Pengunggah video tersebut mengatakan, pengemudi wanita itu dikabarkan panik dan salah menginjak pedal gas mobil.
"Pengemudi wanita kaget, panik, salah injak pedal rem dan gas, akhirnya menabrak dispenser SPBU di Lenteng Agung. Yang sabar dan tabah ya mbak, ada hikmah dibalik kejadian ini, innalillahi wa inna ilaihi rajiun 🤲🏽," tulis akun @haris.khebot
Tampak pintu sebelah kanan mobil pun mengalami penyok dan kaca spion pun patah. Sedangkan Dispenser SPBU Pertamina, terlihat hancur dan posisinya dalam kondisi miring.
Unggahan video tersebut langsung mendapat perhatian netizen. Namun netizen ramai-ramai justru mengomentari bahwa insiden tersebut lantaran pengemudi wanita diduga emosi karena kasus korupsi tata kelola minyak mentah dan produk kilang di PT Pertamina (Persero) periode 2018-2023.

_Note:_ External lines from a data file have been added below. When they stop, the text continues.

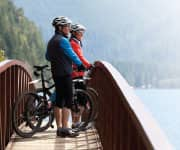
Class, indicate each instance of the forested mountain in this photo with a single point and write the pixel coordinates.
(19, 37)
(140, 38)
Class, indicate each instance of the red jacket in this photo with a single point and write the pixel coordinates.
(78, 50)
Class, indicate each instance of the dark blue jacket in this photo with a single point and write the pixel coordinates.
(61, 55)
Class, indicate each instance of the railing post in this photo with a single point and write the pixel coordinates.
(14, 79)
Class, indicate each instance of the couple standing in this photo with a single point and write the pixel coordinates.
(62, 53)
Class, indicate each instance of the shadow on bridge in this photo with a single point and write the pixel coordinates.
(123, 123)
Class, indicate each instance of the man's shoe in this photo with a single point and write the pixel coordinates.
(66, 132)
(70, 133)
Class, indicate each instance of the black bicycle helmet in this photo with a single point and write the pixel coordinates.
(60, 21)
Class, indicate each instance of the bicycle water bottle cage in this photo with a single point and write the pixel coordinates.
(36, 74)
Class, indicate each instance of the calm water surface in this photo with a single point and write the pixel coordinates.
(164, 104)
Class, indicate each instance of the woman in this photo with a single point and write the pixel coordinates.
(77, 31)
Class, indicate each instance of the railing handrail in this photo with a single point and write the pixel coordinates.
(4, 65)
(148, 128)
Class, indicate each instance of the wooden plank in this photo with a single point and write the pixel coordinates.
(48, 140)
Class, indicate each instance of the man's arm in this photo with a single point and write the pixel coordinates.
(65, 44)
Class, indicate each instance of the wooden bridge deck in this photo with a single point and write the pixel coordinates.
(87, 140)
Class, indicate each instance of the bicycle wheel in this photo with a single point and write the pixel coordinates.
(23, 115)
(94, 96)
(85, 103)
(46, 115)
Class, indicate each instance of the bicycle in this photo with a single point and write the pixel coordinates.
(36, 108)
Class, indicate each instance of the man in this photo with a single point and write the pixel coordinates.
(60, 54)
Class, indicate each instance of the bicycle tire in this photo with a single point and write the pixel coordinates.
(21, 116)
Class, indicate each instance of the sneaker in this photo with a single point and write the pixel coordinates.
(77, 125)
(59, 132)
(87, 126)
(66, 132)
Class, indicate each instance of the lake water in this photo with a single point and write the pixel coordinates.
(164, 104)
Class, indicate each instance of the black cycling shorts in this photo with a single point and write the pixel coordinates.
(64, 91)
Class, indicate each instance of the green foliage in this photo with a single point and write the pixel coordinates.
(18, 36)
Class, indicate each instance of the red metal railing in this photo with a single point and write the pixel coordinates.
(123, 123)
(14, 79)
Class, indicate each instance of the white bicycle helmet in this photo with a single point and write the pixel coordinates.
(58, 21)
(77, 27)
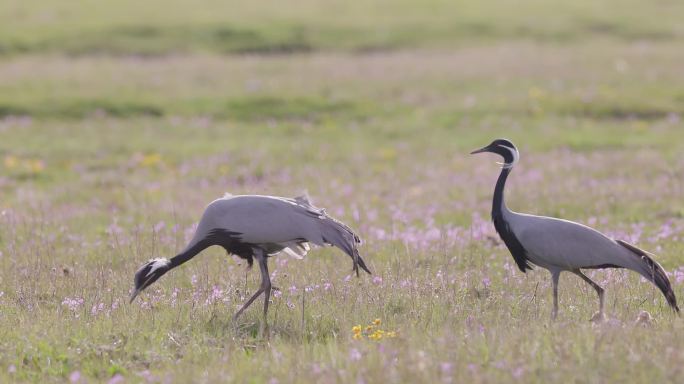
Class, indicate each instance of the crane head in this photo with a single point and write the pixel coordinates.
(503, 147)
(148, 274)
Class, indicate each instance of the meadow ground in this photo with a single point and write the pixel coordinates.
(119, 123)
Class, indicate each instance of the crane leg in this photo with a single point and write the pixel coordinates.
(555, 275)
(599, 316)
(265, 284)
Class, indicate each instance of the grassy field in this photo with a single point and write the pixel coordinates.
(120, 121)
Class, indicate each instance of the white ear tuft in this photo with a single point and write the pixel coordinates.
(158, 263)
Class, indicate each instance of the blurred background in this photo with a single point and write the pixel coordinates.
(120, 120)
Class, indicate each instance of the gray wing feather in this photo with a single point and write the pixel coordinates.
(268, 219)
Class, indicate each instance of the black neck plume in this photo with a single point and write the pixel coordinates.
(189, 253)
(499, 204)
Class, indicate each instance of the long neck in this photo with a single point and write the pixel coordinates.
(188, 253)
(499, 204)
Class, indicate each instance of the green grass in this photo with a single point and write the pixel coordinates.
(120, 121)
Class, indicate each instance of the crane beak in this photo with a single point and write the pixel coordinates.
(483, 149)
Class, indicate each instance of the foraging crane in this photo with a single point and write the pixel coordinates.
(256, 227)
(561, 245)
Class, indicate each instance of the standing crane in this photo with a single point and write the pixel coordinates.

Dalam kasus dugaan korupsi ini, tersangka Direktur Utama PT Pertamina Patra Niaga Riva Siahaan dan enak tersangka lain mengoplos bahan bakar minyak jenis RON 90 atau Pertalite menjadi RON 92 atau Pertamax
"Mba nya kesel karena Pertamax ada oplosan," kata akun @fre***.
"Imbas dari RON 92 ke 90," ucap akun @rah**.
"Kirain marah beli pertamax oplosan," tulis akun @fre***.
"Dia shock pasti liat berita RON 90 di jual 92 😅😅," kata akun @wan***.
"Emosi pasti beli Pertamax ternyata isinya Pertalite😱," ucap akun @amb***.
Kendati demikian ada juga netizen yang merasa kasihan dengan insiden yang menimpa pengemudi wanita tersebut.
“Kasihan juga sih, Udahlah ganti rugi barang orang dan memperbaiki mobil sendiri 🥺, Klu orkay gpp tapi klu duit pas-pasan,” ucap akun @jas***.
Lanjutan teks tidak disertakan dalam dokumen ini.